To reach these new goals, we are strict about publishing only authors who demonstrate the source of their expertise. We’ve banned third-hand “book reports” about what famous people supposedly did. Instead, most of our authors are coaches who are giving advice that they’ve tested with dozens of their clients. A few authors are academics. A few more are aggressive personal experimenters. All are being upfront about how they tested their advice.
Additionally, we require that all articles contain complete tutorials. You need to be able to follow the steps in the article — otherwise, all we’ve achieved is to get you excited about a destination without any means to get there.
As part of the switch, we did a huge revision of our style guide to help our authors to write a better article. Two specific style guide sections, ‘Demonstrated Expertise’ and ‘Empathic Tutorials’, give our authors a standard for writing articles that work.
This change is a matter of trust. As a reader, you should trust that the article you are reading could change your life.
There’s one last place that a savvy reader should be watching, and that is about the biases of the editors here.
I know that we bring many of our own biases to the process of selecting articles and guiding authors. I’ll list the ones I know about right here. If you spot any others, you can respond (unlike many people, we actually enjoy spotting new biases).
Here you go — our biases and beliefs:
- The success rate of any human potential advice is low, and that’s okay. Our rule of thumb is to expect a 10% success rate if you start the advice and 75% if you finish (most people won’t bother to finish). Most people will have to try multiple approaches, and so we are biased toward providing many options. More here.
- Good coaching is better than books or classes. In our view, you can read a self-improvement book like a work of fiction. You read and fantasize about who you might become, without ever actually changing. However, a coach is going to quickly become annoying if you aren’t serious about making a change.

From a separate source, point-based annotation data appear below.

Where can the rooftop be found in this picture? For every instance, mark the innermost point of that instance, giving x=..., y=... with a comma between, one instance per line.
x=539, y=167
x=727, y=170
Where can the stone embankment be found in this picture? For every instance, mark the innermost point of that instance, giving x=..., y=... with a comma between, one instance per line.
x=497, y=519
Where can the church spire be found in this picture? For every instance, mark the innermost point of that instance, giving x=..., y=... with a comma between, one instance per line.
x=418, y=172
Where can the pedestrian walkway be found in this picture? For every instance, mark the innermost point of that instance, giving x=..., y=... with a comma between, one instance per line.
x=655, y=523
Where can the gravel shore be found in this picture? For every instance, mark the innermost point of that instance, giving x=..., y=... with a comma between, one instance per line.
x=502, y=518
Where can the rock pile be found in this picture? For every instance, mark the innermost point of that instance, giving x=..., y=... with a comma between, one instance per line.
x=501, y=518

In our view, coaches are better because they are 100% focused on real change. You’ll see that bias in our selection of authors and in the stories that we tell.
- Although we tend to be science minded, we are also very aware that change requires emotional commitment. We’re biased toward tweaking articles to be more emotionally effective. The most regular tweak is that we try to frame articles positively to achieve a future goal, rather than fix a current failing. Is this manipulative? Yes. Is it manipulative for your own benefit? Yes — that’s what we’re aiming for.
If you want to discuss other potential biases, I’m happy to get into them with you in the responses.
The Pendulum of Trust
Mostly, I’m writing this announcement for the community of productivity, self-improvement, and exercise nuts who are our core audience.
However, I’m also hopeful that some other journalists, authors and publishers will read it and find some inspiration.
The culture that Medium is trying to build here represents the pendulum of trust on the Internet swinging back to side of good. With that in mind, I’ve tried to write about our story, our thought process, and our results.
One obvious-in-retrospect benefit is that this style of writing is more fun. If our authors wanted to write content marketing, they would have chosen careers as marketers. But they chose to be coaches, academics, or passionate hobbyists. This style of writing lets them just be themselves — and that’s a lot more fun.